In last night's episode, Dr. Matthew Freeman discusses moving his family from Five Points and unease against African-Americans to Carmansville. But what and where was Carmansville?

Carmansville was a little village located by the Hudson River, in what is today's Hamilton Heights. Some say the boundaries were between 152nd Street and 157th Street, while others say it was as big as 140th Street to 158th Street. The area was named after a wealthy developer named Richard Carman, who owned much of the land in the area.

John James Audubon, the naturalist, lived on 155th Street in an estate called "Minniesland" while Carman lived on 153rd: According to Audubon Park, "Carman, a box manufacturer who made a fortune in real estate and insurance, was a near neighbor and friend of the Audubon family. His large land holdings in Washington Heights included the village of Carmansville, which abutted Minniesland, as well as (for a short time) the tract that now comprises Trinity Cemetery. Carman bought that property (which stretches from the Hudson to Amsterdam Avenue, from 153rd Street to 155th Street) the same day the Audubons bought Minniesland, but only held it a year before selling it to the Trinity Corporation."

The area was the opposite of the hustle-and-bustle of downtown: The lithograph of Audubon's estate shows a bucolic setting. An 1860s Atlantic Monthly article noted, "The road that leads by Washington Heights to New York…is the most picturesque route to the city. Trim hedges of beautiful flowering shrubs border the gravel walks that lead from the road to the villas. Cows of European lineage crop the velvet turf in the glades of the copses. Now and then the river is shut out from view, but only to appear again in scenic vistas."

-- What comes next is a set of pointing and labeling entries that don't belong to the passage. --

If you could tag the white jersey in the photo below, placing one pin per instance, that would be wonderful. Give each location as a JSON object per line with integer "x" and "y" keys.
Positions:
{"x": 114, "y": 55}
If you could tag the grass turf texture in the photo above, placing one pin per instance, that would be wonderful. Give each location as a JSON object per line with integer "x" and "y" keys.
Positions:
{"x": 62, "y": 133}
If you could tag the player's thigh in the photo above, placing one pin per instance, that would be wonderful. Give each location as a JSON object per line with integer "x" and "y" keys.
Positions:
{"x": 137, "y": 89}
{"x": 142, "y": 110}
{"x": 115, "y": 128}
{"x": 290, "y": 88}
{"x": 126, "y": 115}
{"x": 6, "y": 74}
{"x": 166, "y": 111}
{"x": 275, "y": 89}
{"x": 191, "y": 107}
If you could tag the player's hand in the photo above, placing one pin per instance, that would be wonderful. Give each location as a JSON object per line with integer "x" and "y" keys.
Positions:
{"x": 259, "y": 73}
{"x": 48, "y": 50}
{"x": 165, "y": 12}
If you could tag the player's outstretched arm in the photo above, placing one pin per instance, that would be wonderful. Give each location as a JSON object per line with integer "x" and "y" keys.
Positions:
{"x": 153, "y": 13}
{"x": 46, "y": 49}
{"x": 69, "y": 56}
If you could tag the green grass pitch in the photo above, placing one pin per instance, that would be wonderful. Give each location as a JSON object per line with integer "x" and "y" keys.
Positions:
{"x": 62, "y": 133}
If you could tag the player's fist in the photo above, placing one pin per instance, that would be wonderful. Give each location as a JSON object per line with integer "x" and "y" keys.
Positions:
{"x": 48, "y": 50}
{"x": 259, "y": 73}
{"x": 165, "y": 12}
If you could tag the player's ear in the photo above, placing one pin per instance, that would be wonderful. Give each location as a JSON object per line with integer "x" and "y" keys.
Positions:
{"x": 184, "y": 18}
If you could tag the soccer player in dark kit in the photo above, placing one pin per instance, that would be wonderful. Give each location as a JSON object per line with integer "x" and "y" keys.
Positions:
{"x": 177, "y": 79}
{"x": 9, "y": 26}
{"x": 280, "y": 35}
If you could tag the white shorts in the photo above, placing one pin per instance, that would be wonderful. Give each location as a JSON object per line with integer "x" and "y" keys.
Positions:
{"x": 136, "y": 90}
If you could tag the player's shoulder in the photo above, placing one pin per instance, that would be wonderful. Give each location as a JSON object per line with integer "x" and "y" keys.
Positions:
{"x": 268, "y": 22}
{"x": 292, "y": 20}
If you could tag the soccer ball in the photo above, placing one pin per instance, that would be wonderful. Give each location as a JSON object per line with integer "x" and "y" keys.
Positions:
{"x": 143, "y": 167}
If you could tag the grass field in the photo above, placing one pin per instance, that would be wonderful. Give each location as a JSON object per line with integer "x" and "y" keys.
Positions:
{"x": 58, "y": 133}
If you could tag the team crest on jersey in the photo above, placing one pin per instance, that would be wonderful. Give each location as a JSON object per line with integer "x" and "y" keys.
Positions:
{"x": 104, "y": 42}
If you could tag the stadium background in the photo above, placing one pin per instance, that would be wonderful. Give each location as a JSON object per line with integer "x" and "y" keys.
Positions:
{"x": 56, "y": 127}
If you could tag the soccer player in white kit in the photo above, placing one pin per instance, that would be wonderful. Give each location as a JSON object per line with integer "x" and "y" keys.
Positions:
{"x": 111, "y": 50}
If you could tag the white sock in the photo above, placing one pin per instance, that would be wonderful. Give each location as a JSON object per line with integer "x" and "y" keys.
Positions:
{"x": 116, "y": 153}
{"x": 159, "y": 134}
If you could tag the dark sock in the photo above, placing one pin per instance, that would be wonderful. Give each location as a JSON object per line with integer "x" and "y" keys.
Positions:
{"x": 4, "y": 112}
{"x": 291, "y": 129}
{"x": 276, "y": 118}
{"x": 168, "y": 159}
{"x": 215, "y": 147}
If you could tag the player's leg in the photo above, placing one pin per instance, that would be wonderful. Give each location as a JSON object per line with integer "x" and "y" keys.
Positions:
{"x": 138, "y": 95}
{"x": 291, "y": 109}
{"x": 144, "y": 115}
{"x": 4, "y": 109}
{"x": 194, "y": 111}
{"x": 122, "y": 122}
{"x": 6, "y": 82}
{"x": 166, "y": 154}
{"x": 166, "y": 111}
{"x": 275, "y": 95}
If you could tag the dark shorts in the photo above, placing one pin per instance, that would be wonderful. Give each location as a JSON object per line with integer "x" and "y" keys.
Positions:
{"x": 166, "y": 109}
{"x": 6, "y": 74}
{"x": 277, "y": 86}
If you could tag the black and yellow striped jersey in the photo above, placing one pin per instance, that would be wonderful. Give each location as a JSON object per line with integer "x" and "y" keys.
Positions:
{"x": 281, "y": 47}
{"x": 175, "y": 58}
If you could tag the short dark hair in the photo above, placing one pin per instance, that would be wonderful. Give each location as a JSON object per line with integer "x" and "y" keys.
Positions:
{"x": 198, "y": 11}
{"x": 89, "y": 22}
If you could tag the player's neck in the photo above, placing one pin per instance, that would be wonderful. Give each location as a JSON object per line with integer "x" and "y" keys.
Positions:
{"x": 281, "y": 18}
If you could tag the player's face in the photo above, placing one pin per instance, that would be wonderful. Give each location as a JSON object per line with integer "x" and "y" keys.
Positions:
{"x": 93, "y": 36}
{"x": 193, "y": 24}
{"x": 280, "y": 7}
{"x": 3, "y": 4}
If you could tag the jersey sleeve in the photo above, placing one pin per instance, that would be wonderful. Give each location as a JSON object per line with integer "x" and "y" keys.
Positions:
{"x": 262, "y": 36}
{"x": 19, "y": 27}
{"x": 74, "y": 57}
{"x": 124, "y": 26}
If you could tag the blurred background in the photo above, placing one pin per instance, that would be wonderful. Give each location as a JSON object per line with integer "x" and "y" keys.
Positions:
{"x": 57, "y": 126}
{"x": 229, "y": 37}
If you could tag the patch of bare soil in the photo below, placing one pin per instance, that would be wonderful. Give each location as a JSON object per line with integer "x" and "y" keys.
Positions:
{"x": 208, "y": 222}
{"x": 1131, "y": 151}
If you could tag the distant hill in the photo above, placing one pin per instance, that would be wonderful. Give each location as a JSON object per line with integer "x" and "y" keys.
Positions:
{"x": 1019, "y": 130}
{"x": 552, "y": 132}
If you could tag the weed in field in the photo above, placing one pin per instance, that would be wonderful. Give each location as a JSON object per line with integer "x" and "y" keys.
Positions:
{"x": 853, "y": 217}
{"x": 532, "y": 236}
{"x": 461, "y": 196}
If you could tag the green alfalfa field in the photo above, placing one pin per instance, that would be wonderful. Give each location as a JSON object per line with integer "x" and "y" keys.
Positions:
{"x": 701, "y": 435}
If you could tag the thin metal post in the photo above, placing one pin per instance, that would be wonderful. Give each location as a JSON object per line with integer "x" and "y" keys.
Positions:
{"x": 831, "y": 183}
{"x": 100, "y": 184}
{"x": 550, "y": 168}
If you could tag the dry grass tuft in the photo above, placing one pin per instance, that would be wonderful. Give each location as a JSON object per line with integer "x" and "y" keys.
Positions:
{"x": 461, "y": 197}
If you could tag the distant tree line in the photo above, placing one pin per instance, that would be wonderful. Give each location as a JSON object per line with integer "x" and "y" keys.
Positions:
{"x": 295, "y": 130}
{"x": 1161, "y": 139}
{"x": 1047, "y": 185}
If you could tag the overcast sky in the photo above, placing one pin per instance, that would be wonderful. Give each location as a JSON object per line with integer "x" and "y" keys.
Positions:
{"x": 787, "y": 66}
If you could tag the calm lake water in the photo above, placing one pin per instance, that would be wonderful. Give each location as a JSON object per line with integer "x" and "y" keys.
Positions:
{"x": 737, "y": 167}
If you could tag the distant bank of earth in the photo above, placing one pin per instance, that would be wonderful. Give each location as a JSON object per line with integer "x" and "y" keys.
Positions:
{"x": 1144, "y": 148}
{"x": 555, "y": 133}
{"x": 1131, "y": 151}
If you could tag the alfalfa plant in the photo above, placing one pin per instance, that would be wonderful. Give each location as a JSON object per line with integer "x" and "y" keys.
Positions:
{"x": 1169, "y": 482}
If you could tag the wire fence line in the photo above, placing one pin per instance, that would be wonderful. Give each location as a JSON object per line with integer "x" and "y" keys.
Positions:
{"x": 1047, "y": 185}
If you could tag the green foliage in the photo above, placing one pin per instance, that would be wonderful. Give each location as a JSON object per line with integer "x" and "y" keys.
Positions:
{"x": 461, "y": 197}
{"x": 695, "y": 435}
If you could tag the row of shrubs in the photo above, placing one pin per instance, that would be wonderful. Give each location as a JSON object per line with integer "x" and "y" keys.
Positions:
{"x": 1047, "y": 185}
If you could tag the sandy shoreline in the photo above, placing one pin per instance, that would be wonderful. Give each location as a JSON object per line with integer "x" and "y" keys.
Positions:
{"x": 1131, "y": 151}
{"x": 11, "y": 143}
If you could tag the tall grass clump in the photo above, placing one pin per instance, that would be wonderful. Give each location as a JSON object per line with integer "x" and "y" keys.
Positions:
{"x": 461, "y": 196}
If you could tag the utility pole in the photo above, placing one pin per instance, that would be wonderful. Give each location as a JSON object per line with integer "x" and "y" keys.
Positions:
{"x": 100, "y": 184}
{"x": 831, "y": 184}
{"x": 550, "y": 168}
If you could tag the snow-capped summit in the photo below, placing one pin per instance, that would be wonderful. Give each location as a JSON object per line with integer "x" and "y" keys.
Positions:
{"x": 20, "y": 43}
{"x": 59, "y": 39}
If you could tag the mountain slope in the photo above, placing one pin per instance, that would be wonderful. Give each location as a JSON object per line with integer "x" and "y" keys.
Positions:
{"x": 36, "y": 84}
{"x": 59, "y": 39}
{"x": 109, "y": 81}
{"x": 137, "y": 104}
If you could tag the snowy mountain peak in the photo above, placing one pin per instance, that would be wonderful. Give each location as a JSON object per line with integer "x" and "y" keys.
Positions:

Carmansville village, initially considered a place for the "blue-blooded," had "its own smithy, grocery store, school, and church," and attracted more and more diverse residents as the years went on.

In 1864, Carman was very vocal against the Eighth-avenue Railroad Company; the NY Times reported, "He is largely interested in property at Carmansville and vicinity, and set forth very forcibly the need of more railroad facilities for that part of the City. Now it is dependent upon the Hudson River Railroad Company. The Eighth-avenue Company were to extend the track with the grading of the avenue, which they have failed to do."

It turned out the Hudson River Railroad Company was successful: In her 1873 account of visiting the New York Institution For Instruction of the Deaf And Dumb, Mary Barrett wrote, "Leaving the city by way train on the Hudson River Railroad from Thirtieth Street, we stop at the station in One Hundred and Fifty-Second Street, which is also called Carmansville."